1. From a retrospective cohort study, early repolarization (also known as J-wave, QRS slur or QRS notch) was not linked to increased risk of cardiovascular death at 10 years follow-up.
Evidence Rating Level: 2 (Good)
Study Rundown: Early repolarization (ER), defined as the J-wave pattern (also known as QRS slur or QRS notch), is an electrocardiogram (ECG) finding with a heterogeneous definition and an unclear association with long-term prognosis. It has been previously reported that, after about 7 years of follow-up, this wave pattern has no association with cardiovascular death. The goal of this retrospective cohort study was to determine this effect in veterans <56 years old using an initial resting 12-lead ECG. They were followed for a median of 17.5 years, with death by cardiovascular cause as the primary endpoint. The eligible patients were mostly white males and nearly 20% had ER in any lead, most often inferior leads. Comparison of patients with evidence of ER in inferior leads, lateral leads or both (with and without a downward ST slope) were not associated with an increased risk of cardiovascular death after 10 years of follow-up. The generalizability of this study may be limited because the cohort of veterans might not represent the general population. Nonetheless, this study suggests that ER may not be of prognostic value in predicting the long-term outcome of patients with these ECG wave patterns.

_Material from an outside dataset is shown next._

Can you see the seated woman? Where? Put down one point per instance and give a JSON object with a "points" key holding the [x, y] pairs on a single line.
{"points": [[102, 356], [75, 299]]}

In-Depth [retrospective cohort]: This study looked at all ECGs of patients <56 years old at a single Veterans Affairs health center between 1987 and 1999. ECGs were manually coded for J waves defined as QRS notch (deflection ≥0.1mV at end of QRS) and QRS slur (abrupt slope change ≥0.1mV above baseline at the end of QRS) in 2 contiguous inferior (II, III, aVF) or lateral (V4-V6, I, aVL) leads. ECGs were excluded if they showed ER in anterior leads (associated with Brugada syndrome), were done in an ICU or were consistent with atrial fibrillation, pacemaker, accessory nodal pathway, bundle branch blocks or acute myocardial infarction. Eligible patients (20 661) were 57% white and composed mostly of men (90.5%) median age of 45 years and some women (9.5%) median age 41 years. Among all eligible patients there were 859 cardiovascular deaths (4.1%) and 157 (3.0%) among those with ER in any lead. However, at 10 years of follow-up the absolute risk difference for patients with ER in any lead (-0.57%, 95%CI −1.11 to −0.03%), inferior leads (-0.77%, 95%CI -1.27 to 0.27%), lateral leads (-1.07%, 95%CI -1.72 to 0.43%) or both (-1.36% 95%CI −2.06 to −0.65%) suggest that ER is not associated with the long-term prognosis of patients. The lack of association with prognosis persisted even if ER co-occurred with downward ST slope.